Lieber Leserinnen und Leser,

die Bundesärztekammer veröffentlicht seit 1979 Richtlinien, später Grundsätze genannt, zur ärztlichen Sterbebegleitung. Sie sollen Ärztinnen und Ärzten eine Orientierung bei ihrer schwierigen Aufgabe der Begleitung von schwerstkranken und sterbenden Patienten geben. Die aktuelle Fassung der „Grundsätze zur ärztlichen Sterbebegleitung“ wurde im Februar 2011 veröffentlicht. Eine Überarbeitung der Grundsätze aus dem Jahre 2004 war notwendig geworden, nachdem der Gesetzgeber mit dem 3. Betreuungsrechtsänderungsgesetz u. a. die Patientenverfügung, die Stellung des Patientenvertreters und das Gespräch zur Feststellung des Patientenwillens gesetzlich geregelt hatte. Auch hatte sich die Rechtsprechung zu den ärztlichen Aufgaben und Pflichten am Lebensende weiterentwickelt, nicht zuletzt durch wichtige Grundsatzurteile des Bundesgerichtshofs.

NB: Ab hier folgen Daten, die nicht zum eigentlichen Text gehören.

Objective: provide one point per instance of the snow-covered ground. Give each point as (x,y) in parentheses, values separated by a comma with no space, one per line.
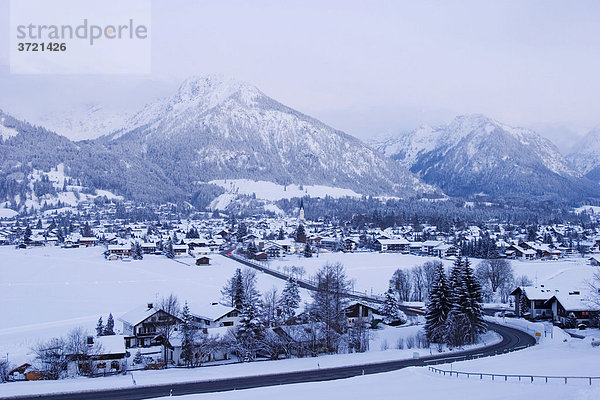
(229,371)
(552,357)
(271,191)
(372,271)
(47,291)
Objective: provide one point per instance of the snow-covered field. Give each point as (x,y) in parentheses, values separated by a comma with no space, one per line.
(231,370)
(553,357)
(372,271)
(47,291)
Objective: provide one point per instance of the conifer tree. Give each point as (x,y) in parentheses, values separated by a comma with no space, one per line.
(250,330)
(168,249)
(109,329)
(290,299)
(100,327)
(390,309)
(307,251)
(473,307)
(438,307)
(188,339)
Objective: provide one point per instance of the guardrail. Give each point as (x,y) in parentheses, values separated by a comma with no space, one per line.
(531,378)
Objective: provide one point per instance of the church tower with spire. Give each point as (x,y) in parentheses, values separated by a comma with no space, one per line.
(301,214)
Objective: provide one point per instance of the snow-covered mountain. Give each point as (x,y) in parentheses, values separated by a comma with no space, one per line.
(477,155)
(217,128)
(85,121)
(211,128)
(586,156)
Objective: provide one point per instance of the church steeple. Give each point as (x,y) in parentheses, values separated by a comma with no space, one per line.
(301,214)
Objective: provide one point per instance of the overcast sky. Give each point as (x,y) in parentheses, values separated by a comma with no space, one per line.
(367,67)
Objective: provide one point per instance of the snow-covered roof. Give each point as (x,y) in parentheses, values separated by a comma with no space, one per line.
(210,311)
(111,344)
(575,302)
(393,241)
(138,314)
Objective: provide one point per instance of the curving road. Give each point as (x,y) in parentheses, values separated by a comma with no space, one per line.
(512,339)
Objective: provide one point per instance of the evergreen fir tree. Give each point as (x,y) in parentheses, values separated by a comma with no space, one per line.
(300,234)
(307,251)
(290,299)
(168,249)
(250,330)
(238,290)
(188,340)
(390,309)
(100,327)
(109,329)
(473,307)
(438,307)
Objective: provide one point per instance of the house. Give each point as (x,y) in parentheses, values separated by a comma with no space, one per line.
(202,354)
(359,310)
(88,241)
(274,250)
(143,326)
(516,251)
(392,245)
(24,372)
(107,354)
(203,261)
(303,339)
(532,301)
(116,251)
(261,256)
(573,309)
(445,250)
(429,245)
(214,315)
(148,248)
(350,244)
(180,250)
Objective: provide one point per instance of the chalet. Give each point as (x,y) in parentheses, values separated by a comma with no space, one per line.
(215,315)
(429,245)
(516,251)
(24,372)
(303,339)
(350,244)
(532,301)
(88,241)
(148,248)
(359,310)
(261,256)
(573,309)
(203,261)
(445,251)
(274,250)
(329,243)
(180,250)
(392,245)
(143,325)
(107,354)
(115,252)
(214,353)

Die Grundsätze befassen sich mit den Aufgaben des Arztes bei der Begleitung von schwer kranken und sterbenden Patienten. Sie beschreiben deshalb, was zu diesen Aufgaben gehört und welche Pflichten der Arzt gegenüber seinem sterbenden oder schwerstkranken Patienten hat. Sie stellen andererseits in der Präambel klar und unmissverständlich fest, was nicht zu dieser Aufgabe gehört, nämlich die Tötung des Patienten, auch wenn sie auf dessen Verlangen erfolgt, und die Beihilfe zum Suizid des Patienten. Während die Tötung auf Verlangen nach § 216 StGB stets strafbar ist, kann die Beihilfe zum Suizid nach allgemeinem Recht erlaubt sein, wenn der Suizident freiverantwortlich handelt. Ungeachtet der strafrechtlichen Bewertung vertreten die Grundsätze die Auffassung, dass die Mitwirkung des Arztes bei der Selbsttötung keine ärztliche Aufgabe darstellt.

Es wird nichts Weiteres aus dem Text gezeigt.